The Internet could go dark for millions of users as early as March 8 because of a virus

that has corrupted computers in more than 100 countries.

The computer script, called DNSChanger Trojan, taps into fraudulent servers, sending

users of the Web to unintended – and sometimes illegal – sites.

Though the FBI has shut down the DNSChanger network and put up surrogate servers,

they warned the solution was only temporary – and the court-ordered deadline is March


Infected: The Trojan ‘DNSChanger’ could cause millions – including Fortune 500

companies – to lose their Internet if the FBI shuts down surrogate servers

Court order: The FBI has been ordered to retire their surrogate servers by March 8

According to RT Network, servers function by translating traditional website URLs to

their ‘numeric counterpart.’

But computers with the Trojan, which originally emerged in Estonia, will send users to

fraudulent websites.

And, if the FBI shuts off their emergency servers, millions of people could potentially be

without Internet.

The temporary servers set up by the FBI were created to allow companies to remove

the worm from their infected servers; those affected had 120 days to get rid of the


But the court-ordered 120 day period is fast running out.

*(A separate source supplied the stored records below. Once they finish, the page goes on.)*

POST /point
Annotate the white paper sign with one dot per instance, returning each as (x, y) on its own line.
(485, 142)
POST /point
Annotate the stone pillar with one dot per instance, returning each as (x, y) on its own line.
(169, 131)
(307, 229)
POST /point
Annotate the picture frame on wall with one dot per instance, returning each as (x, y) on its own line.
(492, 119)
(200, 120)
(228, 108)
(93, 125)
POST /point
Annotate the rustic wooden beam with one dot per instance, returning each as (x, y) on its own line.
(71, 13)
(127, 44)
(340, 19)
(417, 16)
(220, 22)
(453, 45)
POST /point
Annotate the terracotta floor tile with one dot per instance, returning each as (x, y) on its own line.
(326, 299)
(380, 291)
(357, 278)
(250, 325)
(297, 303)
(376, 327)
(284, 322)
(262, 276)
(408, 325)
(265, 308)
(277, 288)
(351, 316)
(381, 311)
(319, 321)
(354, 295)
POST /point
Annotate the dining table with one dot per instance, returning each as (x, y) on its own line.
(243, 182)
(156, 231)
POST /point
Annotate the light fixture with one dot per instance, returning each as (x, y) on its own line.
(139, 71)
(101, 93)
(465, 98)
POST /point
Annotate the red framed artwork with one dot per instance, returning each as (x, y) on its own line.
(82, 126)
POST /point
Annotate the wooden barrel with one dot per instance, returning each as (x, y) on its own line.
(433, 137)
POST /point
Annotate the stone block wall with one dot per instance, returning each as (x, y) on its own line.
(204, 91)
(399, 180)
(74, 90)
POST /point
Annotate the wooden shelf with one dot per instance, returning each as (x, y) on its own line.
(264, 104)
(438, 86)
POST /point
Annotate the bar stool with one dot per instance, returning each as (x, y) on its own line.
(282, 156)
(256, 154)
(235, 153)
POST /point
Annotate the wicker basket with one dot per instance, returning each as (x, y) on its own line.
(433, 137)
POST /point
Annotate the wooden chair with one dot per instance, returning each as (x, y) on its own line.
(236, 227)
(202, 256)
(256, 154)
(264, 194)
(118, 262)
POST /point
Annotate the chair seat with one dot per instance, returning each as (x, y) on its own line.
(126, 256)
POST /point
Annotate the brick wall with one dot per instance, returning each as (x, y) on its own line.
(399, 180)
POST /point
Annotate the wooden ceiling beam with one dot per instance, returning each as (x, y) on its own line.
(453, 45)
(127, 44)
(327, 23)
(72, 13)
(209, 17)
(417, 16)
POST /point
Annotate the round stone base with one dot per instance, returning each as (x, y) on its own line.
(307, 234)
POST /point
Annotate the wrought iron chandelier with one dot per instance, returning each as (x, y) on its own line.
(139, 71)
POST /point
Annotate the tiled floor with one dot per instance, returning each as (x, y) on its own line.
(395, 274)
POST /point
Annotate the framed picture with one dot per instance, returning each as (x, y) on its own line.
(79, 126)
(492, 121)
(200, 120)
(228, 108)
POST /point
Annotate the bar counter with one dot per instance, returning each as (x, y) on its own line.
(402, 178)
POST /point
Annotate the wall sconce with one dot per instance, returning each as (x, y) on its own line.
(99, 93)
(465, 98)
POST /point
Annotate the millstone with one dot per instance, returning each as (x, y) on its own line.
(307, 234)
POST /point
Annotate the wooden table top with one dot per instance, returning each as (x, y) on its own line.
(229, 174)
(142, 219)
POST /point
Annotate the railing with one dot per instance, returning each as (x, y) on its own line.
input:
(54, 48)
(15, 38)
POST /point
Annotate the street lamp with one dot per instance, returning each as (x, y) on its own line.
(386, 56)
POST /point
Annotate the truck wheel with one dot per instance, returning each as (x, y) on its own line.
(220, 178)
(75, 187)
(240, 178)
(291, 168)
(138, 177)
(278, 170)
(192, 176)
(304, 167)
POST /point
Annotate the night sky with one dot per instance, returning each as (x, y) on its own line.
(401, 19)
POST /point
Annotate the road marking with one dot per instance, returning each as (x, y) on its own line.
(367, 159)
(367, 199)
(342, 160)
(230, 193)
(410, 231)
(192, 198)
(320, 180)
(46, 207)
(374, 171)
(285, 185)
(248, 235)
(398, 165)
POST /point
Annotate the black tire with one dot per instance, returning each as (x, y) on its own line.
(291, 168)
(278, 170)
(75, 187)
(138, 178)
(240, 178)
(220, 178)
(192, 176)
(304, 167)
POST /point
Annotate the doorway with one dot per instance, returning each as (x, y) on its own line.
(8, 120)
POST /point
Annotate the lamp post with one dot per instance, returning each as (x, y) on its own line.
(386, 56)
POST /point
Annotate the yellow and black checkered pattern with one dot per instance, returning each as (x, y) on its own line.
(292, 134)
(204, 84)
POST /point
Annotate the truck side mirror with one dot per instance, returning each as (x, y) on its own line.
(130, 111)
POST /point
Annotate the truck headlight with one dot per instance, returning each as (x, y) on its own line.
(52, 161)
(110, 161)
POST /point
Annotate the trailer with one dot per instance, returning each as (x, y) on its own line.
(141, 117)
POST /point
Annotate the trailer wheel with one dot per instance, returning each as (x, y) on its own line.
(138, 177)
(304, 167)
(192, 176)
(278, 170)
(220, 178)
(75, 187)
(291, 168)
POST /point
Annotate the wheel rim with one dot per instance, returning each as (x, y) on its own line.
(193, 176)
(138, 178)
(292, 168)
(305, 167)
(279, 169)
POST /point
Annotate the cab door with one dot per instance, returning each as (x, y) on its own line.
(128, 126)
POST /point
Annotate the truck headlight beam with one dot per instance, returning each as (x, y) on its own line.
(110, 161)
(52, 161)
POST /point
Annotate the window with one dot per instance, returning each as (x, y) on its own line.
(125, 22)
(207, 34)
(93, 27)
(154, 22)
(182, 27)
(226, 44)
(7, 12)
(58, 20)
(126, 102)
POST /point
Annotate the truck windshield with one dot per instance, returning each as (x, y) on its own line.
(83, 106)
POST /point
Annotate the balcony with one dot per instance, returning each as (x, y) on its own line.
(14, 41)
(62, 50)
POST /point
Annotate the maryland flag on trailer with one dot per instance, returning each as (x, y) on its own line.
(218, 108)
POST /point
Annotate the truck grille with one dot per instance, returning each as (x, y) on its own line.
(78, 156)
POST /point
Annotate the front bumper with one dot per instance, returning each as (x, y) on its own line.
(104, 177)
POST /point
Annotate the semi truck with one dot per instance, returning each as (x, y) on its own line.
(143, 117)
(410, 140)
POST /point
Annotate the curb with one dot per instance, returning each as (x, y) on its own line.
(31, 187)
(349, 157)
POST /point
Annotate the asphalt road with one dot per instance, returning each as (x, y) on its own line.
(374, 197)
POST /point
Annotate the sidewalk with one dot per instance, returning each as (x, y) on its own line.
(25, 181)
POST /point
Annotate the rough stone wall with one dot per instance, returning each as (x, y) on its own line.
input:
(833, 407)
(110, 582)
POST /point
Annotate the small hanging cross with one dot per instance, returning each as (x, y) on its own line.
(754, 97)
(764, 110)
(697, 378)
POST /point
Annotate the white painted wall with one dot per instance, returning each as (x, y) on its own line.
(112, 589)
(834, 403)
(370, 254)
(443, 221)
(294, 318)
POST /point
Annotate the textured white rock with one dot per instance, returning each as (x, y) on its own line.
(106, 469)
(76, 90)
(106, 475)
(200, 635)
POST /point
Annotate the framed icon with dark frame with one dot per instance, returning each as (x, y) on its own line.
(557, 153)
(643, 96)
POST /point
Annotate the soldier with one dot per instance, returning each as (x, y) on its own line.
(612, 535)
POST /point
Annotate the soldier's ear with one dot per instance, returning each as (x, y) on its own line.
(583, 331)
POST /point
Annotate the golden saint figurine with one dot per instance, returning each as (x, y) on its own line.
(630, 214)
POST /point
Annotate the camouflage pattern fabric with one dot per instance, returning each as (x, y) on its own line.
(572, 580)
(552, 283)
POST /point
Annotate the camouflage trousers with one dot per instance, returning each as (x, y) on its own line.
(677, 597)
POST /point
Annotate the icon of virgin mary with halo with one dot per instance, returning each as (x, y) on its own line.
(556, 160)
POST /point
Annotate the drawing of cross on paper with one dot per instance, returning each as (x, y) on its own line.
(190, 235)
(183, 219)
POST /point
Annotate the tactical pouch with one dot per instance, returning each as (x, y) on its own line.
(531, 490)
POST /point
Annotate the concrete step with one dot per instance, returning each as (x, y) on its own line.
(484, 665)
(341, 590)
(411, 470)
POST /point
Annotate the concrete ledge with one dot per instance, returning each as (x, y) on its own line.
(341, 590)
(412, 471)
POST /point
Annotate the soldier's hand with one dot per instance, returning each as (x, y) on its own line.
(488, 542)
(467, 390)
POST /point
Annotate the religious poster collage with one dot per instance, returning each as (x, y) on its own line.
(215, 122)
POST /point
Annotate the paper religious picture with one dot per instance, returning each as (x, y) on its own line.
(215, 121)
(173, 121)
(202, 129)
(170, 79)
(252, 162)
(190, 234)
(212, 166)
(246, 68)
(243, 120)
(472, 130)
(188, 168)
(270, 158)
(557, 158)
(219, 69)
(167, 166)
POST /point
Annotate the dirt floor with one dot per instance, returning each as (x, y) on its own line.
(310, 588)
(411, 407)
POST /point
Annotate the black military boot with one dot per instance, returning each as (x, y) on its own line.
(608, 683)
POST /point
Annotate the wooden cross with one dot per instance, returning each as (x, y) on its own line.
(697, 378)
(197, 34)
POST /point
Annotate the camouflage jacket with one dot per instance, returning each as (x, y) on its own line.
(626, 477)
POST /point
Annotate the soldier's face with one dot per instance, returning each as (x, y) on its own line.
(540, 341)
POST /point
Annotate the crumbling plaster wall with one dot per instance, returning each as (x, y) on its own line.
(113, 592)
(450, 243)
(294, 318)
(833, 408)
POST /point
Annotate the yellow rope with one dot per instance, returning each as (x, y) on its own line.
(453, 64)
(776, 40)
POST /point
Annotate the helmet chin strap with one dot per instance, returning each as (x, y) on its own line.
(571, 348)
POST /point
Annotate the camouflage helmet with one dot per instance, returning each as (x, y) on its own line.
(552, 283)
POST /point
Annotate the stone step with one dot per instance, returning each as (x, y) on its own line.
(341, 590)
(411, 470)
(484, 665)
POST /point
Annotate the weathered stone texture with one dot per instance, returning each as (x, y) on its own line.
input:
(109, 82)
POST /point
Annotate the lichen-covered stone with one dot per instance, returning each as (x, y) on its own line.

Now, the FBI would require a court-ordered extension to keep from retiring those


According to security company Internet Identity, as many as half of the Fortune 500

companies, as well as two dozen government entities could go dark once March 8 roles


Ticking clock: The FBI‘s surrogate servers can run until March 8, at which point theyottawa illinois computer repair

will either have to be shut down or run by a court-ordered extension

The malware is especially malicious, Gizmodo reports, because it blocks infected users

from visiting secure sites that could help them rid of the worm.

Law enforcement officials and the computer industry have been working together in a

coalition to fight the malware.

The group, called the DNSChanger Working Group, will examine possibilities to fixing

the problem.

If no solution is reached, millions of people could be without the Internet, RT reports.